I'm still not sure about stack transition in asmcgocall being "broken". Technically, it is running on two stacks -- the C functions run on a different stack. So if we are unwinding the physical stack, you shouldn't see both Go and C functions. You could argue we're expecting to unwind the logical stack. That is a reasonable argument. But I don't think a decision has been made for whether the unwinding should be the physical stack or the logical stack. Further, at least some debugger is not happy if the stack pointer suddenly changes direction. I don't think it is a good idea if the unwinding only works when the C stack is at a higher address than the Go stack, given that we don't generally control where the stacks are in the address space.

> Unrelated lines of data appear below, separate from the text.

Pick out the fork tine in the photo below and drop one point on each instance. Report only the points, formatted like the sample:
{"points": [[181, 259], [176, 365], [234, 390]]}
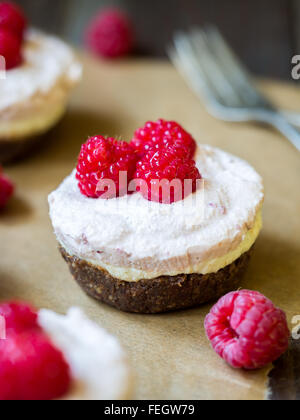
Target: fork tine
{"points": [[233, 68], [214, 73], [184, 59]]}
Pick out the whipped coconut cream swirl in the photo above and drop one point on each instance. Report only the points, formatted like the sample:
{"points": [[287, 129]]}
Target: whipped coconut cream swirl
{"points": [[47, 59], [133, 238]]}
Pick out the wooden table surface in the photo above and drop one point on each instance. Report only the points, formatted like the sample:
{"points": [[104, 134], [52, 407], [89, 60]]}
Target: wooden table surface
{"points": [[169, 353]]}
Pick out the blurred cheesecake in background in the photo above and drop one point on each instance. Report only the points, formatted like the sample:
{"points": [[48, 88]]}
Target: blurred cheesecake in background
{"points": [[41, 71]]}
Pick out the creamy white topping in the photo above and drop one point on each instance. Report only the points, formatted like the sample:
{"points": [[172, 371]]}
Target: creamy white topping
{"points": [[161, 238], [96, 359], [46, 60]]}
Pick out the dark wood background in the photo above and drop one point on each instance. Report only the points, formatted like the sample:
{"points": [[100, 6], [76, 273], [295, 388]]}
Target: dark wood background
{"points": [[265, 33]]}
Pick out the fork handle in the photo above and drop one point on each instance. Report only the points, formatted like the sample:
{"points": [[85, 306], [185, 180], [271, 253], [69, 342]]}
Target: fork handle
{"points": [[287, 129]]}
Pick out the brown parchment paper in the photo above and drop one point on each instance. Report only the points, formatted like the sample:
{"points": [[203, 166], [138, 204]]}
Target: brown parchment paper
{"points": [[169, 353]]}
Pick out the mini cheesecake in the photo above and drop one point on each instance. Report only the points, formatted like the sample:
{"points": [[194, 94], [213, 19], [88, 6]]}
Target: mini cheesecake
{"points": [[146, 257], [34, 96], [98, 364], [47, 356]]}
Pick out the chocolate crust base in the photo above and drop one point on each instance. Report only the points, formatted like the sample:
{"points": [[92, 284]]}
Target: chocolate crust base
{"points": [[163, 294]]}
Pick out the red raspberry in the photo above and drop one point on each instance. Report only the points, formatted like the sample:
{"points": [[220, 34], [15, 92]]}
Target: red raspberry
{"points": [[10, 49], [160, 167], [12, 19], [103, 159], [19, 317], [156, 135], [247, 330], [110, 34], [31, 368], [6, 190]]}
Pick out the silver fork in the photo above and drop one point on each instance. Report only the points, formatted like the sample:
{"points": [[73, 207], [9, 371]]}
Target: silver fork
{"points": [[216, 74]]}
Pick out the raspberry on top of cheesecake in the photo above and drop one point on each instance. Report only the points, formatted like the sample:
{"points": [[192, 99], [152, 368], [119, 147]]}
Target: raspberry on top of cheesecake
{"points": [[46, 356], [139, 236]]}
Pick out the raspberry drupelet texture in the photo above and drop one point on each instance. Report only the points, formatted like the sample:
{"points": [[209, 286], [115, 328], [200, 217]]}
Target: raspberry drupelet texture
{"points": [[160, 169], [162, 134], [18, 317], [247, 330], [12, 19], [103, 159], [10, 49], [110, 34], [31, 368], [6, 189]]}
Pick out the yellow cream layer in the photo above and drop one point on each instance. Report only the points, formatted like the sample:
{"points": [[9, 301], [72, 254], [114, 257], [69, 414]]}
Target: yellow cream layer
{"points": [[27, 126], [204, 267]]}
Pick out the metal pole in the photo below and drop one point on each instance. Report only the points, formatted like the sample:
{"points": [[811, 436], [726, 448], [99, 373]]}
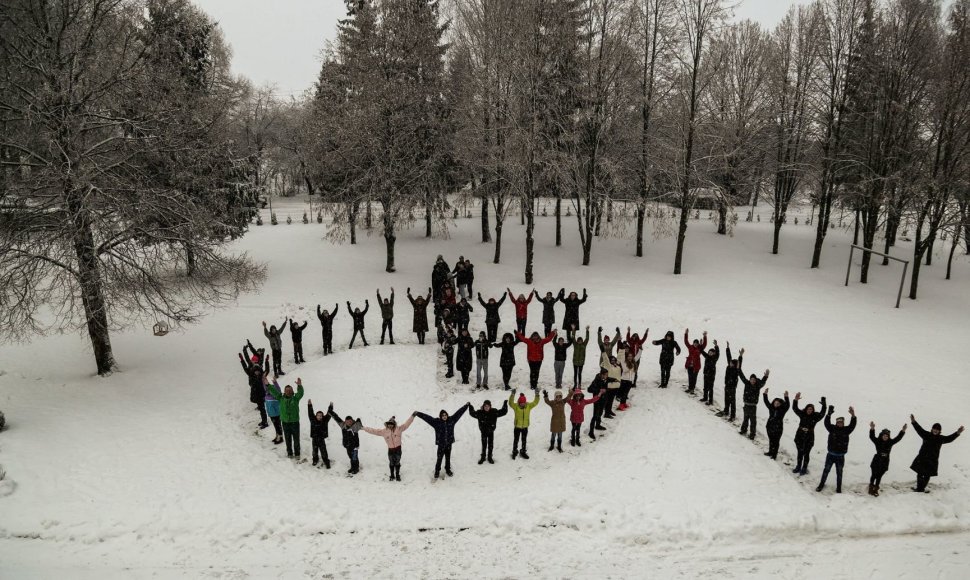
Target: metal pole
{"points": [[902, 281]]}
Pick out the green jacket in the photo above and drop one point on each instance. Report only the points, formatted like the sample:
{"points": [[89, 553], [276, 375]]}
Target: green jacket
{"points": [[522, 413], [579, 351], [289, 406]]}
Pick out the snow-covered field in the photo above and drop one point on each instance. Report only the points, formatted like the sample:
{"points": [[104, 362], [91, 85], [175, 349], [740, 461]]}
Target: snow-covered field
{"points": [[158, 471]]}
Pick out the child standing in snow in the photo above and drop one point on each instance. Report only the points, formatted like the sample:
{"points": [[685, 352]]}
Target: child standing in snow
{"points": [[392, 434]]}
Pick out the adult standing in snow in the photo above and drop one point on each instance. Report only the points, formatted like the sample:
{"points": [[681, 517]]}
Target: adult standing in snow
{"points": [[276, 346], [775, 425], [326, 322], [557, 423], [492, 318], [392, 434], [296, 333], [749, 400], [667, 347], [255, 373], [927, 461], [349, 428], [444, 435], [420, 323], [837, 448], [387, 316], [534, 354], [805, 435], [358, 317], [290, 415], [693, 362], [880, 461], [522, 410], [319, 431], [731, 384], [487, 418], [521, 309]]}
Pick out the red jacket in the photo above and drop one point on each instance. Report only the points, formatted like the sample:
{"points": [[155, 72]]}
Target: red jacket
{"points": [[694, 353], [576, 414], [521, 307], [534, 347]]}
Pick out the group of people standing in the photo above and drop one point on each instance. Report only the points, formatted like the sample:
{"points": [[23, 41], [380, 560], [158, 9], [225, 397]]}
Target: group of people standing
{"points": [[610, 389]]}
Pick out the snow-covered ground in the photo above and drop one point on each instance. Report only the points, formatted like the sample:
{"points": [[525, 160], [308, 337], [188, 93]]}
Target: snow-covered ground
{"points": [[158, 471]]}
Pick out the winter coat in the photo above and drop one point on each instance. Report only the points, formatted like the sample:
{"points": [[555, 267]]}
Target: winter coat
{"points": [[522, 414], [667, 348], [557, 424], [579, 351], [391, 436], [776, 416], [693, 361], [534, 347], [319, 430], [444, 431], [289, 404], [491, 310], [420, 323], [927, 461], [521, 306], [577, 408], [488, 419], [880, 461], [838, 436]]}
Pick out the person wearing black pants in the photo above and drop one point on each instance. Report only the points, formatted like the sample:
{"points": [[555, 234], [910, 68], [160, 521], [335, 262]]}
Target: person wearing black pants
{"points": [[880, 461], [487, 418], [326, 322], [667, 348], [296, 333], [808, 418], [387, 316], [775, 425], [358, 316]]}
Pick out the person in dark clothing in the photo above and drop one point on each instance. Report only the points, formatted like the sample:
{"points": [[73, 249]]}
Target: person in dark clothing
{"points": [[570, 319], [326, 321], [598, 389], [667, 347], [462, 316], [492, 318], [487, 418], [880, 461], [775, 425], [731, 384], [837, 448], [387, 316], [463, 361], [710, 373], [296, 333], [749, 400], [319, 431], [805, 435], [548, 308], [358, 316], [927, 461], [507, 360], [420, 324], [349, 428], [444, 435], [521, 309], [276, 346], [255, 373]]}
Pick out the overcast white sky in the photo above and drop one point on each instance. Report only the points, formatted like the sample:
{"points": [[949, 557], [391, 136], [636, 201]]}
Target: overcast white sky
{"points": [[279, 42]]}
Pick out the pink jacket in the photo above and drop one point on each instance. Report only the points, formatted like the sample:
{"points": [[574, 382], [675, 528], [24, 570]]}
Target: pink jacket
{"points": [[391, 437]]}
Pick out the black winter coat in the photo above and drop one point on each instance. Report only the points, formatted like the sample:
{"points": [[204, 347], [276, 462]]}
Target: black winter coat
{"points": [[444, 431], [927, 461]]}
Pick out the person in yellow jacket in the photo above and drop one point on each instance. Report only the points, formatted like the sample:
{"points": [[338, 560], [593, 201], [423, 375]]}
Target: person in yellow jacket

For a (not quite accurate) analogy, what does the debugger do for C longjmp or setcontext or other stack transitions? Does it unwind through it? What machinery does it use?

Thanks.

[ianlancetaylor]

The C longjmp and setcontext functions change the stack entirely and irrevocably (modulo another call to longjmp or setcontext, of course). They are unlike asmcgocall, which switches to a temporary stack for the duration of a function call and then returns to the original stack. So I don't think the same issues arise. For the C functions you get either the original call stack or the new call stack.

Note that we do support unwinding the cgo stack to the Go stack via the runtime.SetCgoTraceback function. However, that only supports tracebacks that use Go functions (runtime.Callers, runtime.Stack). It does not help with libunwind.

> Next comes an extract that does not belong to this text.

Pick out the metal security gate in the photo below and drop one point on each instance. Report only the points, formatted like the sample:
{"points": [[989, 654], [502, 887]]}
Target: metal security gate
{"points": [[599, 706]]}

What would work for libunwind is for us to write unwind information for asmcgocall that tells libunwind how to load the stack and PC of the calling frame. This is feasible, as the unwind information can use arbitrary expressions, but complicated.

[cherrymui]

I agree that longjmp is not really a good analogy because it could be an actual context switch (although it could be used to implement a temporary stack transition like asmcgocall, but the tools never know). I don't think there is anything in C that does a temporary stack switch?

I think the Go traceback API is mostly showing only the "user frames", e.g. we hide compiler-generated wrappers. So hiding the asmcgocall stack transition when SetCgoTraceback is set seems also reasonable. But I'm not sure we should blindly hide stack transitions for other low-level unwinders.

[qmuntal]

But I'm not sure we should blindly hide stack transitions for other low-level unwinders.

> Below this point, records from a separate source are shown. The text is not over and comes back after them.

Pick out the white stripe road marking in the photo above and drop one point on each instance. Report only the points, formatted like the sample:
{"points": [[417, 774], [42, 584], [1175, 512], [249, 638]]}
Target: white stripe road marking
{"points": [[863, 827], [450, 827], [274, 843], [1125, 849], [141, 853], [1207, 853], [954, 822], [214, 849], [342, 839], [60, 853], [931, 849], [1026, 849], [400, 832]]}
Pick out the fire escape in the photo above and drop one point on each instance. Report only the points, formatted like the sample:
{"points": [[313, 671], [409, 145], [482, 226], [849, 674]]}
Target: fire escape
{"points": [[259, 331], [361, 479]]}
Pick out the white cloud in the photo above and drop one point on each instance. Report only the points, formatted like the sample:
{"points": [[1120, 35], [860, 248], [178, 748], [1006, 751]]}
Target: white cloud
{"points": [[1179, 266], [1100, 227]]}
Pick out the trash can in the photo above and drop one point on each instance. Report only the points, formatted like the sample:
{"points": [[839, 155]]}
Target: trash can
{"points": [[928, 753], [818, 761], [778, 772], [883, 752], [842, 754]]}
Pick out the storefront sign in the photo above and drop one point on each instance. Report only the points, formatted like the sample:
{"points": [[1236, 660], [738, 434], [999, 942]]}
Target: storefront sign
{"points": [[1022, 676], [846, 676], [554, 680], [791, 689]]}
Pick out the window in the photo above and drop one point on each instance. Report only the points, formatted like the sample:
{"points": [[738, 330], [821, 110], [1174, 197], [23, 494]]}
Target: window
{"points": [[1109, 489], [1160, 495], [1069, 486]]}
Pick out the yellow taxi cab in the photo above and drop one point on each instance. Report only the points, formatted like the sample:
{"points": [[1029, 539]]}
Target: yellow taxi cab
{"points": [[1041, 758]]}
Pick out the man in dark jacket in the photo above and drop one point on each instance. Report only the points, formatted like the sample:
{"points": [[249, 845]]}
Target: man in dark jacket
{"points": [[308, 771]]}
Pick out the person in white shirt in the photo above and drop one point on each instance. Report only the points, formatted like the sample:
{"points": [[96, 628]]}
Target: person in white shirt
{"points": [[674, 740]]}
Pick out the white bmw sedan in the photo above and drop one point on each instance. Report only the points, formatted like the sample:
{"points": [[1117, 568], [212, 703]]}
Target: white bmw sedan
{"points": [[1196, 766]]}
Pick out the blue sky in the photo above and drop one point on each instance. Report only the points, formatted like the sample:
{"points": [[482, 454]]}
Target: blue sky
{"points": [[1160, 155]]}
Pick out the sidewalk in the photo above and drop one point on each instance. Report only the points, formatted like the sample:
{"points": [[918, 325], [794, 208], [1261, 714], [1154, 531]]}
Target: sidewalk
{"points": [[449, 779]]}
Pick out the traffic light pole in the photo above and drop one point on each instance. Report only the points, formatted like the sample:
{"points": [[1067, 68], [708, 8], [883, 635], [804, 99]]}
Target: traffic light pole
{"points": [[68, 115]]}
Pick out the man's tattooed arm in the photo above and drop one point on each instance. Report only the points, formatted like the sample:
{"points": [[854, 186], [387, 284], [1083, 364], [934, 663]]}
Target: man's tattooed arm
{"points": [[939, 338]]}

I don't expect Go to hide wrappers and stack transitions to external unwinders, if it is possible at all.

I do expect Go to facilitate unwinding stack transitions, even from C to Go, and vice versa. This is certainly doable using Windows' SEH if a frame pointer is set in the function prologue and the linker emits the appropriate metadata.